Draco was lying on his bed sulking (not that he would admit that he was sulking) when he heard his door open. "Go away." He told the person illegally opening his door. When the door didn't close he sat up. "Ahh!" He yelped as he came nose-to-nose with the brat. What was her name? Oh, yes, Libby.

Libby was bouncing up and down and clapping her hands. "I gotchu misser Ferret Man!" Libby giggled. "You was scareded!"

"There's scared, and then there's... surprised." Draco snapped.

"And you were both." Ginny said from the doorway, causing Draco to jump slightly.

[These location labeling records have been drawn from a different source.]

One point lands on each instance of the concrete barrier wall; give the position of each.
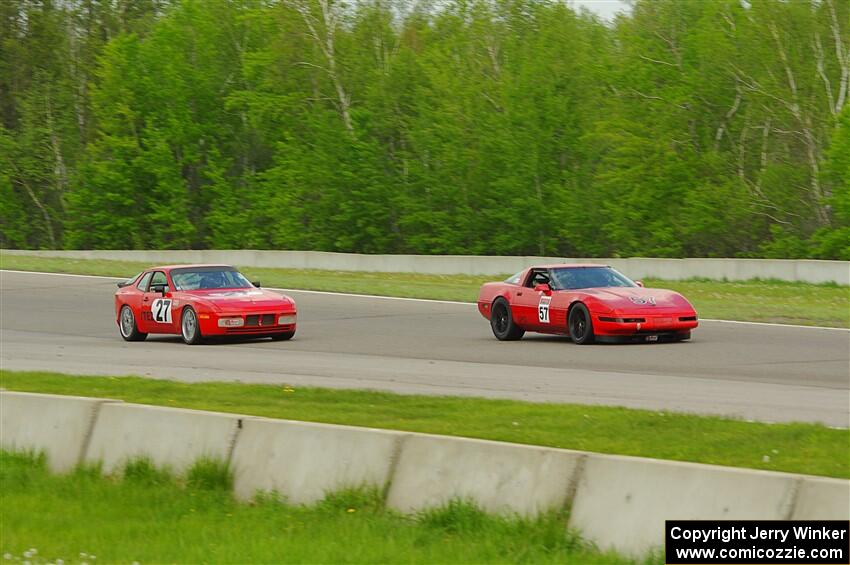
(304, 462)
(822, 499)
(812, 271)
(622, 502)
(169, 437)
(499, 477)
(59, 426)
(616, 502)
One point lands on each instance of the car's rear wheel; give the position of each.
(127, 325)
(282, 336)
(580, 324)
(502, 322)
(189, 328)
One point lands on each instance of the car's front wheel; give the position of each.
(502, 322)
(189, 329)
(580, 324)
(127, 325)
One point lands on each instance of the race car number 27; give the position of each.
(543, 309)
(161, 310)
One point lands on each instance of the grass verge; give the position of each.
(150, 516)
(796, 448)
(758, 301)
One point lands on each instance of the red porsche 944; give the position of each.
(586, 302)
(198, 301)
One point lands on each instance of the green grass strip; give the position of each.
(796, 448)
(150, 516)
(758, 301)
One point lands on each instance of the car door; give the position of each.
(156, 306)
(530, 308)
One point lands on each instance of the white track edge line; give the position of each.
(425, 300)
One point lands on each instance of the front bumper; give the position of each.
(674, 324)
(254, 323)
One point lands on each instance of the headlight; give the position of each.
(234, 322)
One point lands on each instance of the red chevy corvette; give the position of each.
(588, 303)
(198, 301)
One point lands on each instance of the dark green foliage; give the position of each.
(685, 128)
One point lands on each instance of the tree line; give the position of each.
(683, 128)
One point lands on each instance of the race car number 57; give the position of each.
(543, 309)
(161, 310)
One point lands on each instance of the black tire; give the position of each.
(580, 325)
(502, 322)
(127, 325)
(682, 337)
(190, 330)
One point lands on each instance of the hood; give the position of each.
(638, 298)
(242, 298)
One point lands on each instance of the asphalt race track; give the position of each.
(754, 371)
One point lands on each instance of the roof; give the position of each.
(567, 265)
(195, 266)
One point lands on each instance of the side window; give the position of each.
(158, 278)
(537, 276)
(514, 279)
(143, 284)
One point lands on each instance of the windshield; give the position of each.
(588, 277)
(206, 278)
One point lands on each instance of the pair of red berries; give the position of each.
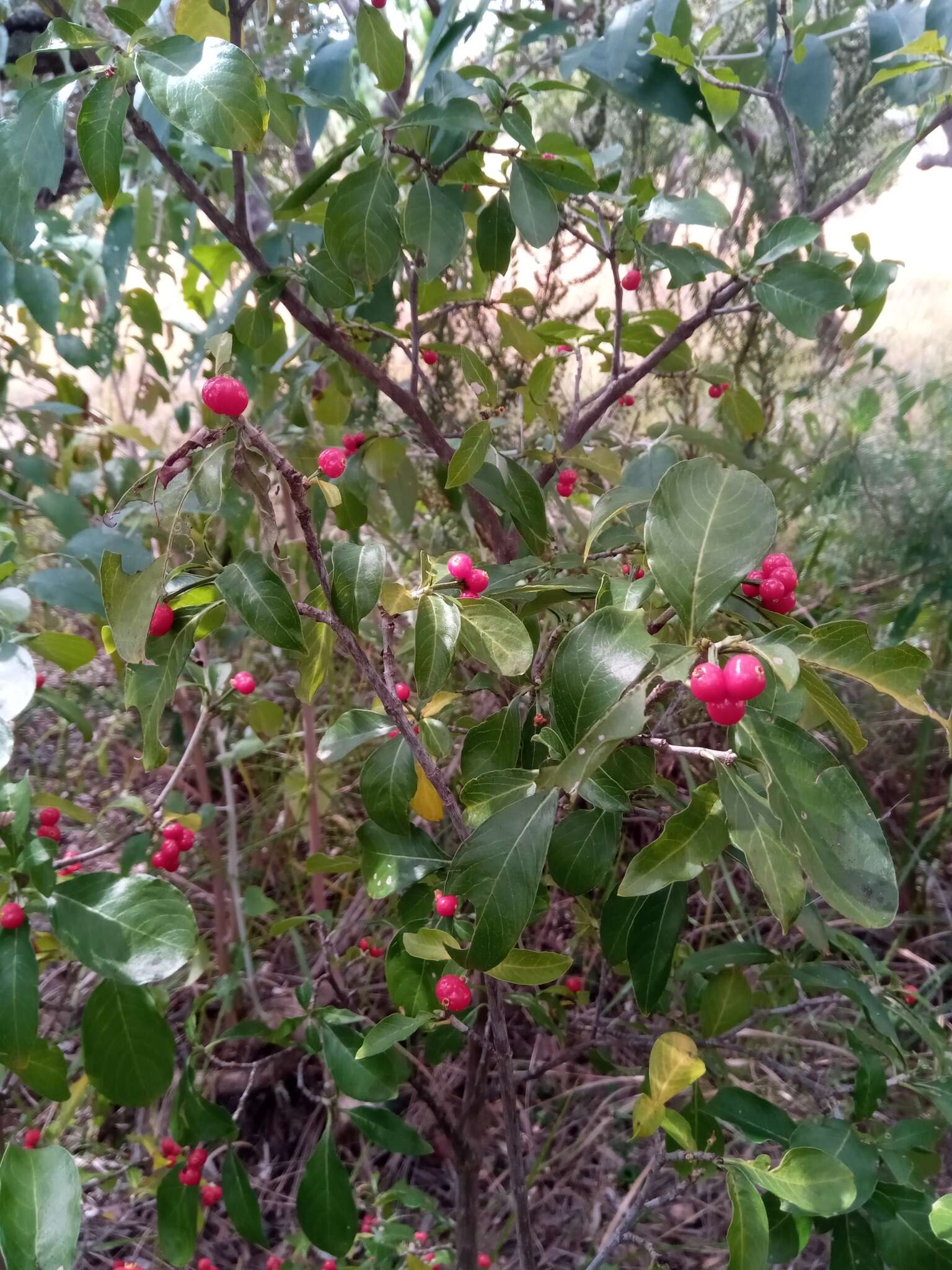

"I was not! Now leave! And take the brat with you!" Draco snapped, crossing his arms and turning to face the wall. Ginny giggled at the picture of Draco acting like a three year old. Libby climbed on the bed to stand in front of Draco.

"I have a name you know." A voice said from where the brat balanced on Draco's bed. The former Slytherin cracked an eye open to look up at Libby. "I's Libby. Say it with me- Lib-by." The five year old plopped down beside Draco and stared at Draco.

"What are you doing?" Draco snapped.

"Is your hair bweeched?" Libby asked innocently, causing Draco to choke and Ginny, still on the door frame, to laugh outrageously.

"Probably, honey. C'mon let's eat."

"It is NOT bleached!" Draco yelped again. "It's my natural hair coloring!!!"

"That's nice Malfoy, Pizza's here." Ginny said sauntering out to the kitchen.


Holy Crap guys! I really am sorry!!!!! I didn't even realize that it had been soooooo freakin' long!! Gomen nasai! Merry Christmas!!!!! I hope everyone had a wonderful Christmas, and for those who are Jewish, Happy Hanukah, and for those of you who celebrate Kwanzaa, Happy Kwanzaa! If I don't get another chapter posted before January, Happy New Year!